How many movies can I watch on Hulu during the free trial? This is what my movie watching has come to.
Nomadland is about Fern (Frances McDormand), who lived in a Nevada company town. Then the company went bust, and so did the town. Fern, a self-sufficient widow, travels around the country. She’s attracted to the life of the nomadic existence, and the interesting people she meets and sometimes meets again.
The movie is based Nomadland: Surviving America in the Twenty-First Century, a 2017 non-fiction book by American journalist Jessica Bruder. She wrote about “the phenomenon of older Americans who, following the Great Recession, adopted transient lifestyles traveling around the United States in search of seasonal work.”
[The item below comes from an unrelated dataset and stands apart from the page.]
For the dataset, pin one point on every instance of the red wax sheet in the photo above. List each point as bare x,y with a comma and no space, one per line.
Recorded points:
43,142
The story was adapted by Chloé Zhao, who directed the film. The story blurs the line between fiction and reality, with the appearance of real nomads such as Linda May, Swankie, and Bob Wells, the video star of the movement. They serve as “Fern’s mentors and comrades in her exploration through the vast landscape of the American West.” Everyone, save for Frances, uses their real first names, even David Strathairn, as Dave.
No final goodbye
Nomadland is melancholy, but not particularly sad. The people she meets have gained a lot of wisdom. For instance, Bob uses this analogy. “The workhorse… is willing to work itself to death, and then be put out to pasture. And that’s what happens to so many of us. If society was throwing us away and sending us as the workhorse out to the pasture, we workhorses have to gather together and take care of each other.”
Many of the folks are uncomfortable with conventional capitalism, preferring to live in their vehicles, being reliant on themselves and their comrades. But the movie didn’t feel preachy about it.
Katie Walsh of the Tribune News Service notes that Nomadland “feels simultaneously like both a memory and a prophecy. Zhao has managed to marry these juxtaposing ideas in her film, which is the essence of bittersweet distilled into an arrow and shot straight through the heart.”
I suppose reviewer Ryan Syrek is also correct. The movie “has no plot or subplot, no character or narrative arc, no easily discernible thesis or moral. It just kind of ‘is.'” But that was not stated as a failure, though others felt the film was too slow, small, and/or simple.
I’ve neglected to mention the often gorgeous scenery that makes this rooted as a specifically American story. Nomadland is a meditation on the country. Think Christian has an interesting take on the film, both as a “critique of American ideologies and a celebration of God’s created order.”